Теперь, когда она вышла замуж – почти восемнадцать месяцев назад – невзирая на страх перед регулярным обследованием, Лия все же надеялась, что врачи скажут ей, почему она не может забеременеть. Не было никаких видимых причин. Они с Фридрихом хотели ребенка… много детей… Очень хотели. Лия закрыла глаза и в очередной раз молча взмолилась о милосердии Господнем, о том, чтобы Он открыл ее лоно.

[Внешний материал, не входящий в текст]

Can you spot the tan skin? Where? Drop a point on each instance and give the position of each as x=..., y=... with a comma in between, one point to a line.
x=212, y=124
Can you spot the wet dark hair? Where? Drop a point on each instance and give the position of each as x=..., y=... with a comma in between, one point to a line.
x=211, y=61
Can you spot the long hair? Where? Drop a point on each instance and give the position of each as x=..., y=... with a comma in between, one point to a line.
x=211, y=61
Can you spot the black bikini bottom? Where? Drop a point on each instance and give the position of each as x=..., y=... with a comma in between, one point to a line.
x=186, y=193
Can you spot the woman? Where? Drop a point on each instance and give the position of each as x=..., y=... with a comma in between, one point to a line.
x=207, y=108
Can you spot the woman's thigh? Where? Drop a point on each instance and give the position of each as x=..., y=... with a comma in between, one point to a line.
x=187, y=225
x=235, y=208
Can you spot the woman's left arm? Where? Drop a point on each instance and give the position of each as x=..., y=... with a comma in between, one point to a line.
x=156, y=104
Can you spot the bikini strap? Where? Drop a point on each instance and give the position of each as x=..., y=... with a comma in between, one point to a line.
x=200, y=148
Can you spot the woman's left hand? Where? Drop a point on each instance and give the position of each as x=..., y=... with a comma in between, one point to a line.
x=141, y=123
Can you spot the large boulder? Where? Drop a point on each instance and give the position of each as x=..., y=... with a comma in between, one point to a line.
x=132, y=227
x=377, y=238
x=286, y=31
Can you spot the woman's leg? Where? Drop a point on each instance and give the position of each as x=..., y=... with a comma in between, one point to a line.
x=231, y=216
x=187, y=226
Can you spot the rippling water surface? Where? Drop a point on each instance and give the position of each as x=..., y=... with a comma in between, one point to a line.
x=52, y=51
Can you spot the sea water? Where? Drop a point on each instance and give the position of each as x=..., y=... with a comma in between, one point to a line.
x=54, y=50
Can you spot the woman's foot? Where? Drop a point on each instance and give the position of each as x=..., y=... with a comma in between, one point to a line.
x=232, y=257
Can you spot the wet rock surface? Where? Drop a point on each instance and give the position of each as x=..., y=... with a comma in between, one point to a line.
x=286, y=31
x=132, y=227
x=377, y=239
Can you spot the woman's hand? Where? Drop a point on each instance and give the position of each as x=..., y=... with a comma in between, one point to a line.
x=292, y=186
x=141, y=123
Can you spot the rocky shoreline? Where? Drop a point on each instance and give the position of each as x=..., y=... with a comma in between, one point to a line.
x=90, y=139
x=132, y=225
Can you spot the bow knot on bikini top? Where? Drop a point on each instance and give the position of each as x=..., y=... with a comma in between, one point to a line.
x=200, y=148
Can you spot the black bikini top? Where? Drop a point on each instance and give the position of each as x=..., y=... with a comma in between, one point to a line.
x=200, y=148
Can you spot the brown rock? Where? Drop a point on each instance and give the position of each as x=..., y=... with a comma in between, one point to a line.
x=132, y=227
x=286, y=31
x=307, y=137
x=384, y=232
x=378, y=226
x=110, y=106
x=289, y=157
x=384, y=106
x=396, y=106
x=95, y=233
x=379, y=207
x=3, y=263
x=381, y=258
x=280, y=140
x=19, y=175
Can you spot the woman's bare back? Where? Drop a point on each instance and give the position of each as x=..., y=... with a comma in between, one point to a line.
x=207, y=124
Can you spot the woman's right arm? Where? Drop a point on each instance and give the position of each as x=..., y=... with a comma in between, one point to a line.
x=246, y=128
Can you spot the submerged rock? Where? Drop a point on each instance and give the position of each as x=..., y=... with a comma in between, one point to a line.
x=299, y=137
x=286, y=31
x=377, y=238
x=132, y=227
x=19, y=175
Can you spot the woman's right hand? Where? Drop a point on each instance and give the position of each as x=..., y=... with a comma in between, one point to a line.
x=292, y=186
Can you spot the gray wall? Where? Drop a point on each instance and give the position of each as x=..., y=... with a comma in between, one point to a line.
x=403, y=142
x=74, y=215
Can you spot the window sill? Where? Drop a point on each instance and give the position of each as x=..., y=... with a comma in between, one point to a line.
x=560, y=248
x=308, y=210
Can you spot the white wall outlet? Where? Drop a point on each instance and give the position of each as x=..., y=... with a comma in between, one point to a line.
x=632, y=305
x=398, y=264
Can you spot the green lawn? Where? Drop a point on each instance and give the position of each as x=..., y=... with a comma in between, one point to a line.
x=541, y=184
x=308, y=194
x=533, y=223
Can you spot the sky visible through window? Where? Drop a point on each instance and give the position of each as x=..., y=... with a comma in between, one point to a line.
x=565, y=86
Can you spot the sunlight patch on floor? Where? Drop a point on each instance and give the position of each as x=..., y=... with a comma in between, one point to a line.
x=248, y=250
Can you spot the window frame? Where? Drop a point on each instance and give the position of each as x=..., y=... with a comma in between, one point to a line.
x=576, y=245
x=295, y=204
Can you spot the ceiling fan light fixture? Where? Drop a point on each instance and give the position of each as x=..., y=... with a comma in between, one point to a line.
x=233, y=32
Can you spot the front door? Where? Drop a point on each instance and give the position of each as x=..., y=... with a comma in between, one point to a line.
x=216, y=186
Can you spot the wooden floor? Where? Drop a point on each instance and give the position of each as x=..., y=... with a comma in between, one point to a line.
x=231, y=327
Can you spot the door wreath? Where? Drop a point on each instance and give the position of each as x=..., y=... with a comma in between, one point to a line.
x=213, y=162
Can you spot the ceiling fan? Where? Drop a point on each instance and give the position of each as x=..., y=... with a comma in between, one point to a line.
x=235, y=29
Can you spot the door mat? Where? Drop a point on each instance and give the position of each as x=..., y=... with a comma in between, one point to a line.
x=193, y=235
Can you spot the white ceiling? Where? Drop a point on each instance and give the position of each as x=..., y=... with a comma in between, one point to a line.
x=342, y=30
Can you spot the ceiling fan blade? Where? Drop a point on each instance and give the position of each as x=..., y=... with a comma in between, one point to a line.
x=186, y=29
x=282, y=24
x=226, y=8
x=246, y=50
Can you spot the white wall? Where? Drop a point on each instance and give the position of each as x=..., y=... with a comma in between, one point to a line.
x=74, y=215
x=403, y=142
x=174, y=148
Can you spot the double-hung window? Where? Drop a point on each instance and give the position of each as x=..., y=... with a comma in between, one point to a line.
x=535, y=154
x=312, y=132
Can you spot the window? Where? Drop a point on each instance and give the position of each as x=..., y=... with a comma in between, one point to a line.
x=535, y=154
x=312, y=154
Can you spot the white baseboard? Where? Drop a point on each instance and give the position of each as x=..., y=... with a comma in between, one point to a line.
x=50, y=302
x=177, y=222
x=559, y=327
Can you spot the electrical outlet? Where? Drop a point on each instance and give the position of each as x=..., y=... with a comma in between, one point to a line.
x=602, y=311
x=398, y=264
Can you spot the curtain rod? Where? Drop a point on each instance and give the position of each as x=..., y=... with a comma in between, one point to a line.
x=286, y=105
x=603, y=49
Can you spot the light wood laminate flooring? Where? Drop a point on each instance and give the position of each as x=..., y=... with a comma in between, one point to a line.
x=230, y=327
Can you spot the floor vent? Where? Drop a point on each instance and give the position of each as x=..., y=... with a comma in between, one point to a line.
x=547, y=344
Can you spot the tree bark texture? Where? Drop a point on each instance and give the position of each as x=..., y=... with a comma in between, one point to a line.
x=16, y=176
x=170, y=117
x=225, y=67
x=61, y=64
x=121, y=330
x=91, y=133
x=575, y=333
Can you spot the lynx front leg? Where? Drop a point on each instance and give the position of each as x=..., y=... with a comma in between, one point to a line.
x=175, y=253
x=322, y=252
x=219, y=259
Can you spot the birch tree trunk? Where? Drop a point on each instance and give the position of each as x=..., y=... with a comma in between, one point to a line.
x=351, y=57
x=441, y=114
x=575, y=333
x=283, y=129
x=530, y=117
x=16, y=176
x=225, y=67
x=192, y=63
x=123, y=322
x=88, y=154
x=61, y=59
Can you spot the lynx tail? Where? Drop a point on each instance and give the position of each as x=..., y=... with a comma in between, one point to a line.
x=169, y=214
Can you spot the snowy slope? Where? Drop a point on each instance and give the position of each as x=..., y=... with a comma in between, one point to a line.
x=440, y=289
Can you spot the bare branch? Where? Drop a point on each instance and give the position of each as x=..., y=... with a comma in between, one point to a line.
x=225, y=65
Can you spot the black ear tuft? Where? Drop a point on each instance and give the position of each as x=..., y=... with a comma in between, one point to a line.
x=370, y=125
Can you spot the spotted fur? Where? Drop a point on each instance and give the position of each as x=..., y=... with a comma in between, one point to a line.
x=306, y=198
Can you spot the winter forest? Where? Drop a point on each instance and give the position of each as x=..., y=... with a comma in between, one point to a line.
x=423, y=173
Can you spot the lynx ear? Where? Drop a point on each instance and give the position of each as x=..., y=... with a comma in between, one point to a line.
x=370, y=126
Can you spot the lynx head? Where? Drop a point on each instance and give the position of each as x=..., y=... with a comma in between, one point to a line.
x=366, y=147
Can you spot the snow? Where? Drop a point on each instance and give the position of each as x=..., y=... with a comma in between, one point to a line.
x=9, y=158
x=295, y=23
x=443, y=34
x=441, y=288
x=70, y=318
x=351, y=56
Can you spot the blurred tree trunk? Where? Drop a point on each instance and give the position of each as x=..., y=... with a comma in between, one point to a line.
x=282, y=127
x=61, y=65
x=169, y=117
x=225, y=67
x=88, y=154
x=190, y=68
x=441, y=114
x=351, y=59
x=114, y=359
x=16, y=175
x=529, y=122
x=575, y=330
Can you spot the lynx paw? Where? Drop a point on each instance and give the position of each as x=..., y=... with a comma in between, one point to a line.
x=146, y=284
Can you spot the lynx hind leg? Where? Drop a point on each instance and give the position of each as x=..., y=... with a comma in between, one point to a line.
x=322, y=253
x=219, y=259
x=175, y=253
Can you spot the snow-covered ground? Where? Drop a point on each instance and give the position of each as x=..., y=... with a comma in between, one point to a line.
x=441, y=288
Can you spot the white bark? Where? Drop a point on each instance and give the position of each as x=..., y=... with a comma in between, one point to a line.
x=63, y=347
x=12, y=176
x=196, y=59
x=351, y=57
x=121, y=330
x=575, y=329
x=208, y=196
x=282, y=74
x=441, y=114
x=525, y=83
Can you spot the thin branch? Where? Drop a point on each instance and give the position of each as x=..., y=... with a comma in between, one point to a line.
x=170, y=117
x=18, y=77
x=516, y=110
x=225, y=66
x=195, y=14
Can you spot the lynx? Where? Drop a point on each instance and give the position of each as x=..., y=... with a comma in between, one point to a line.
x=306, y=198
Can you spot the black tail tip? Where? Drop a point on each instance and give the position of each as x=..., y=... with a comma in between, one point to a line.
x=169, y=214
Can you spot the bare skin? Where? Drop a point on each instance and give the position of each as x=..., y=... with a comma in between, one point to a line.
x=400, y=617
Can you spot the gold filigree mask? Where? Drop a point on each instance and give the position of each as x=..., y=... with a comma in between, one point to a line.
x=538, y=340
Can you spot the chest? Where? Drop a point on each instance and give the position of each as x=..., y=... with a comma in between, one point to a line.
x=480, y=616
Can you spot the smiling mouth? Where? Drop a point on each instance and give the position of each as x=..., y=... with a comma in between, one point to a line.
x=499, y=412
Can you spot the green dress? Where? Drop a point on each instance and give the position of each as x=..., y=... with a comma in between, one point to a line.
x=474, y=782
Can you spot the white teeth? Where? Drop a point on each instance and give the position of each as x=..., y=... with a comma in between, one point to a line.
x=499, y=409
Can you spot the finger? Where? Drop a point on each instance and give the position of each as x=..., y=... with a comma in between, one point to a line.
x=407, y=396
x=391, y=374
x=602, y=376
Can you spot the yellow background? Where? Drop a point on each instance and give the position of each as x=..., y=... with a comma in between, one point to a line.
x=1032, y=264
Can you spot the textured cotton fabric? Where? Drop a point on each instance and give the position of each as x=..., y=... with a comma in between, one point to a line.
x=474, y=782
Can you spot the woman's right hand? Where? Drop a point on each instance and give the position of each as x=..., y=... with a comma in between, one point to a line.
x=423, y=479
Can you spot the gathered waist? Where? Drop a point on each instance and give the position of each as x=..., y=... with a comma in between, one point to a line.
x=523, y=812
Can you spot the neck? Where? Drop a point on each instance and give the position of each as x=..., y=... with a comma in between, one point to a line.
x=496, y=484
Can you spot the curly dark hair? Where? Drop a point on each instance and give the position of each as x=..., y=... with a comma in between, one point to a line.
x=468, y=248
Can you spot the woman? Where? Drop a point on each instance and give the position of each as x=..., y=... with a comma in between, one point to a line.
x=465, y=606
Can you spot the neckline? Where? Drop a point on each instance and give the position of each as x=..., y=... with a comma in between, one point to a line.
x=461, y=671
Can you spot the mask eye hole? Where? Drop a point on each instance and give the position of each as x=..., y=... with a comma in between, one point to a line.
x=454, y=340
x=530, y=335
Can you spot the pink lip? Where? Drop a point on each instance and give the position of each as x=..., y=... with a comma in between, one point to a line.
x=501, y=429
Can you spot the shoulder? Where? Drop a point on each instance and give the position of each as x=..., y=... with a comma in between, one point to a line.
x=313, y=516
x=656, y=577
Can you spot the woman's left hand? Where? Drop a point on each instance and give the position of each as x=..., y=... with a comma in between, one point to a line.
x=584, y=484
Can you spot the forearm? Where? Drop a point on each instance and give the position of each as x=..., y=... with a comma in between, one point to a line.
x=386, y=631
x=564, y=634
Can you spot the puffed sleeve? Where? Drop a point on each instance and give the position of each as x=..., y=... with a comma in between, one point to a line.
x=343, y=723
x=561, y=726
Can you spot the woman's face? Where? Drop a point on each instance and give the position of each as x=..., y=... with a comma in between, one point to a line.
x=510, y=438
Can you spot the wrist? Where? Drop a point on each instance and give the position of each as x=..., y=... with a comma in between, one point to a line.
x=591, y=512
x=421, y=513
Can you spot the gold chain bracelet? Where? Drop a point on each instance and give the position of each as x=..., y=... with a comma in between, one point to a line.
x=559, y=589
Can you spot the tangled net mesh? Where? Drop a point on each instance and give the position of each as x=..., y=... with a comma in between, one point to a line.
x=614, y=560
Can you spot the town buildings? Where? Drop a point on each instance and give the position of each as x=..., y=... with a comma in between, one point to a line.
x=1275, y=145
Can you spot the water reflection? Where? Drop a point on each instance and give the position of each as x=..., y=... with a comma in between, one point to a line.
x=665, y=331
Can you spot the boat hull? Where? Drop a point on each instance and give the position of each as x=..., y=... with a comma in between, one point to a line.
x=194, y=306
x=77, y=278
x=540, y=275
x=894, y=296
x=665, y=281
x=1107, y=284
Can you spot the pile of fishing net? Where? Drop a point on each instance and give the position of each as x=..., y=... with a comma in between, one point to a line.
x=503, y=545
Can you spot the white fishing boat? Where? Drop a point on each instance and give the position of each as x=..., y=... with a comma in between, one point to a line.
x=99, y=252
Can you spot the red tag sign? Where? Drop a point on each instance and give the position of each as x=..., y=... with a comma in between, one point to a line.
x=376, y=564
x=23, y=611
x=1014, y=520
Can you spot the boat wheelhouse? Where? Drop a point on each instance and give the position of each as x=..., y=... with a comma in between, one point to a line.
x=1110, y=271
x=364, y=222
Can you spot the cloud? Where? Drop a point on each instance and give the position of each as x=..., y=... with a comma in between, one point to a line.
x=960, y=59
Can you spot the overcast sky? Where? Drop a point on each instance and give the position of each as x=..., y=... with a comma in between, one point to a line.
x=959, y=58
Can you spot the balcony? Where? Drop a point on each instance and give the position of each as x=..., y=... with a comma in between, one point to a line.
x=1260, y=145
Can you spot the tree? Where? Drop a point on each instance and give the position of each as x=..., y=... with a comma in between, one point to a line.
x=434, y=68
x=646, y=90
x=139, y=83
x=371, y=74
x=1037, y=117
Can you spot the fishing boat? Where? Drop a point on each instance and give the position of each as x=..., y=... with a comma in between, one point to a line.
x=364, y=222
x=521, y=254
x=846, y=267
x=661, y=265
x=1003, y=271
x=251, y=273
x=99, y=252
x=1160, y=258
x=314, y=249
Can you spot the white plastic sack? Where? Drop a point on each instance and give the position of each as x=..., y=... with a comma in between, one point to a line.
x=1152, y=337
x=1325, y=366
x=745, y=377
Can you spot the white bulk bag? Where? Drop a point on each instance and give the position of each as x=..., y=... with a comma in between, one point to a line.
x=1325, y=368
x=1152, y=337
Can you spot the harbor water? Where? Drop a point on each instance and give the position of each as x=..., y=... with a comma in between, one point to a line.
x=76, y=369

Муж приобнял ее, стал поглаживать по спине, пытаясь снять напряжение. У него были сильные загрубевшие руки резчика по дереву – большие и чувствительные к нюансам древесины, еще более чувствительные к ее потребностям, эмоциям, к каждому вздоху. Как же она любила своего мужа! Как скучала по нему, когда его призвали в Первую Горную дивизию – и не важно, что солдатские бараки располагались по обе стороны от их родного Обераммергау. Как она боялась, что его отправят на одну из «операций» фюрера, чтобы завоевать больше жилого пространства для Volk – народа Германии. Как боялась, что Фридрих может ее разлюбить.
Открылись двери смотровой.
– Доктор Менгеле!
Лия сразу узнала его, несмотря на то что не видела два года. Сама она ни за что не выбрала бы этого врача, хотя и не могла объяснить почему. Осмотры, вне зависимости от того, кто их проводил, проходили одинаково. Неприязнь к врачу – ее личное ощущение, а разве ей бесчисленное количество раз не говорили не доверять собственным ощущениям? На них полагаться нельзя, они вводят в заблуждение. Нельзя доверять ни чувствам, ни себе самой.